Au lieu d'acheter Lonmin, tel que prévu, Xstrata a préféré faire porter sa participation à l'actionnariat de l'entreprise de 14,2 à 24,9%.

«Le marque de clarté et de certitude concernant la disponibilité du crédit entraîne des risques significatifs», a expliqué Mick David, chef de la direction de Xstrata, dans un communiqué. Le besoin de refinancer une "portion substantielle" de la dette dans la prochaine année augmente le risque de la transaction en raison de la volatilité dans les marchés financiers, selon le groupe minier.

À l'instar de Xstrata, les grandes sociétés se font plus prudentes avant de compléter des transactions. «En termes de transactions de grande envergure, on vit une pause», a confirmé à La Presse Affaires l'éditrice adjointe de Mergermarket (une firme spécialisée en fusions et acquisitions), Heather West.

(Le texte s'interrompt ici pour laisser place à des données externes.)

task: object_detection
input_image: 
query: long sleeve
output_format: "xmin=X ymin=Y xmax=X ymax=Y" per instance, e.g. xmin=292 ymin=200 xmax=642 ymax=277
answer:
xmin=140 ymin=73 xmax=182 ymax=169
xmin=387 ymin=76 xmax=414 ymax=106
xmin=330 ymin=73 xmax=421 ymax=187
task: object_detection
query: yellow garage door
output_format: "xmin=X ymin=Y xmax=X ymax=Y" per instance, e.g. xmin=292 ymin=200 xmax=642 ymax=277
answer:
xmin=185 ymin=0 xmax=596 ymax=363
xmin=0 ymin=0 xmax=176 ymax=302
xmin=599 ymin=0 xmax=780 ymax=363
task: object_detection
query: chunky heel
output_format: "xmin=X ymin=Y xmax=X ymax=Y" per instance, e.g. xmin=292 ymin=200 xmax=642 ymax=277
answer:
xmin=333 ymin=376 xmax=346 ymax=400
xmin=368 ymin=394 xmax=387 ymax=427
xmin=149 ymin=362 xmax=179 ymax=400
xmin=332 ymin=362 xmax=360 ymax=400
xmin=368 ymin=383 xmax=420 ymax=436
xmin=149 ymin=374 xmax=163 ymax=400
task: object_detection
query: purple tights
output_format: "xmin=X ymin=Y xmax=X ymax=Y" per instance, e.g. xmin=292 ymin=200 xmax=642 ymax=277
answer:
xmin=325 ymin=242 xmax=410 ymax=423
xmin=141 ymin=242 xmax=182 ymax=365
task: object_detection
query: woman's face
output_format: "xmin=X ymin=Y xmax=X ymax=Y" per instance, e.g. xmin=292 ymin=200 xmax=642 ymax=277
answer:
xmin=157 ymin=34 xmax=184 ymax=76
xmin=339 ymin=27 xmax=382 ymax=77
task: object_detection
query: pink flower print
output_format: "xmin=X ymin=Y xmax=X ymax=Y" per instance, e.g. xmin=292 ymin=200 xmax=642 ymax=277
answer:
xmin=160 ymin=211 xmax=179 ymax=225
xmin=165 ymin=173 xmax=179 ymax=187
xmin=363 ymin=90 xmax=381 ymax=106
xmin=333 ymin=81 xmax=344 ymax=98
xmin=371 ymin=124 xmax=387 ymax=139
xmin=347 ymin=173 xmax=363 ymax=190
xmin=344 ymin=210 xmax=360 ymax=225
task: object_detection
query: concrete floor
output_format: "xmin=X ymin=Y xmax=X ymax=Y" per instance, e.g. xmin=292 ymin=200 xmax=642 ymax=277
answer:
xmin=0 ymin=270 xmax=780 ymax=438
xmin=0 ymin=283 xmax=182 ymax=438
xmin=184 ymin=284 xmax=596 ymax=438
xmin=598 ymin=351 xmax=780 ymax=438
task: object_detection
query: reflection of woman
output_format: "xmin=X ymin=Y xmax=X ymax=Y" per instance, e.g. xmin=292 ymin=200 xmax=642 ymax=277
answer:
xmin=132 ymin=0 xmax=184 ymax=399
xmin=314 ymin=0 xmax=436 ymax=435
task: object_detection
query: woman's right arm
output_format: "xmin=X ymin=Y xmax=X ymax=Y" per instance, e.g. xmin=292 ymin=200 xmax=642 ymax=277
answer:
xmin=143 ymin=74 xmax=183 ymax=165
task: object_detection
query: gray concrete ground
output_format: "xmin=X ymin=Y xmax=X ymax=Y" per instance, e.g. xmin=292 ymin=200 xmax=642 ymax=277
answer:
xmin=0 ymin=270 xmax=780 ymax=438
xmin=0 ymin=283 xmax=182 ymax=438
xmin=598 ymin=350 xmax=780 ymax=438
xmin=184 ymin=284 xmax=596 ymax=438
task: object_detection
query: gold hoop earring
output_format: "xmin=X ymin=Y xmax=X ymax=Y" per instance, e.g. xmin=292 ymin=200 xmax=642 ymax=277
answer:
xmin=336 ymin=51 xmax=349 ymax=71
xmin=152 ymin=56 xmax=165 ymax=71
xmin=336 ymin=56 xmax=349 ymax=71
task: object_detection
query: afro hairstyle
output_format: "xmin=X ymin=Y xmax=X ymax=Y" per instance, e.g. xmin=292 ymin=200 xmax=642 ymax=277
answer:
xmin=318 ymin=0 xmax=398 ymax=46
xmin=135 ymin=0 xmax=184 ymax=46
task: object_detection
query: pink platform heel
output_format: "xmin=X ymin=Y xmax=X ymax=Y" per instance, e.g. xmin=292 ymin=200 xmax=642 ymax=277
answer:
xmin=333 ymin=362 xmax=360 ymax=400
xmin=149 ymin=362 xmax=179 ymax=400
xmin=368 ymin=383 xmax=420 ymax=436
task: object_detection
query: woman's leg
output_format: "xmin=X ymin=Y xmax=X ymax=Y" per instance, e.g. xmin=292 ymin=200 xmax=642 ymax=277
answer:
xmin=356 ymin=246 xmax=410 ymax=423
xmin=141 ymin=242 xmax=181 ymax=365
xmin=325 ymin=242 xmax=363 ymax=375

Selon un rapport publié hier par Mergermarket, le nombre de transactions a fortement diminué au troisième trimestre de 2008, en Amérique du Nord comme dans le reste du monde. Cela contraste avec les années 2006 et 2007, très fortes en termes de nombre et de valeur de transactions.

Au Canada et aux États-Unis, par exemple, le total combiné de fusions et acquisitions est passé d'un peu plus de 1000 transactions au deuxième trimestre, contre un peu plus de 800 au troisième.

Francis Legault, associé chez Ogilvy Renault spécialisé dans la question des fusions et acquisitions, fait un constat semblable.

«Depuis deux ou trois mois, on constate au sein de notre groupe à Montréal un ralentissement des fusions et acquisitions. En ce qui concerne le financement par endettement, les sources se tarissent.»

«Les gens attendent pour voir comment la crise du crédit et la crise de liquidités va se résorber», ajoute M. Legault.

En attendant, «l'argent est roi, dit l'avocat. Les compagnies qui ont des cagnottes mises de côté peuvent faire des acquisitions stratégiques et vont pouvoir en profiter, mais on n'a pas commencé à voir ça.»

«Pour les compagnies qui ont de l'argent, ce peut être une excellente opportunité», confirme Heather West, de Mergermarket.

D'autant plus que certaines sociétés en mal de financement pourraient n'avoir d'autre choix que de se laisser acheter. Mais nous n'en sommes pas là.

Raison de plus pour attendre, note Daniel Paillé, professeur de finance à HEC-Montréal. «Le prix des entreprises cibles va peut-être baisser, dit-il. Et le financement est difficile. C'est donc le temps d'attendre un peu.»

Pour Lawrence Kryzanowski, professeur à l'École John-Molson de l'Université Concordia, la crise aura certainement un impact à long terme sur les fusions et acquisitions. «Je crois que les coûts resteront un peu plus élevés qu'avant, que les institutions financières seront plus attentives.»

Et BCE ?

En ces périodes troubles pour les méga-transactions, le rachat par endettement de BCE par Teachers, qui implique quelque 35 milliards en financement, pourrait susciter certaines inquiétudes.

La transaction doit se compléter le 11 décembre avec l'achat des actions au coût de 42,75 $. Hier, le titre de BCE a terminé la journée à 36,11$, en baisse de 0,59$.

«Le risque existe que la transaction ne se fasse pas, mais le titre, même en baisse, reflète une probabilité élevée qu'il soit complété, dit Stephen Gauthier, stratège à la firme Palos. S'il était clair que la transaction ne se fasse pas, le titre ne rebondirait pas comme il le fait maintenant.»

Dans une note publiée le 19 septembre, l'analyste John Henderson, de Scotia Capital, soutient que les craintes concernant la transaction BCE ne sont pas fondées et que les banques prêteuses sont solides.

«Au point où on en est dans le dossier, les engagements doivent déjà être pris, note à ce propos Daniel Paillé. Et en finance, briser un engagement, c'est la mort.»

Enfin, il pourrait y avoir certains problèmes légaux si la transaction devait avorter, fait remarquer Lawrence Kryzanowski.